Bring technology into assessment. These schools use technology systematically for ongoing formative assessment. Once assessment data are collected and analyzed, technology is one of the main tools principals and teachers use to differentiate instruction during reteaching and to offer individual remediation and additional practice. Several schools have robust learning management systems in place. At New Tech High School, it isn't just teachers who look at data; students use the learning management system to track their own progress on achieving the school's eight learning goals.
Establish partnerships. New Tech's leaders, for instance, partnered with the Napa Valley business community to secure ongoing support for the school's unique curriculum and technology infrastructure. As a result of the Napa district's success with New Tech High, there is now a New Tech Network that supports schools around the United States that focus on project-based learning and education technology. These schools have a 98 percent graduation rate and a 96 percent college acceptance rate.
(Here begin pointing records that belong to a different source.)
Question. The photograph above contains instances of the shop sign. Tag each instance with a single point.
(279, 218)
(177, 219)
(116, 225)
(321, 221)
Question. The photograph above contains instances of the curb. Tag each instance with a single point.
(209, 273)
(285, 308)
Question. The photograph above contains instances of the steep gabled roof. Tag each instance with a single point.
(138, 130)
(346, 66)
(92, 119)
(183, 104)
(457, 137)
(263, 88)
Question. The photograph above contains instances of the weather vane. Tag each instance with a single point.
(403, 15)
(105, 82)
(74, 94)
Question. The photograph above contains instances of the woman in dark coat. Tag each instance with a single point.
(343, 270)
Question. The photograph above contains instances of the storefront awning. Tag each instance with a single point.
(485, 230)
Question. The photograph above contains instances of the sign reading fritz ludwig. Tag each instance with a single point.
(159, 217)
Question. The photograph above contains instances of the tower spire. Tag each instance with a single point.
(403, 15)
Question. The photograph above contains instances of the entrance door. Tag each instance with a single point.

Ubiquitous technology is not enough to promote learning. Schools considering integrating technology fully must attend to the eight keys we identified. As these schools did, they should revise their curriculum to focus on 21st century skills embedded in problem-based learning environments. Supportive leaders must ensure that teachers have ongoing, high-quality, differentiated professional development. They must nurture school culture so teachers and students are learning from one another and working toward the same goal—engaging students in solving relevant problems.
End Notes

1 For more information about our research and case studies of the districts we studied, see Levin, B. B., &amp; Schrum, L. (2012). Leading technology-rich schools: Award-winning models for success. New York: Teachers College Press.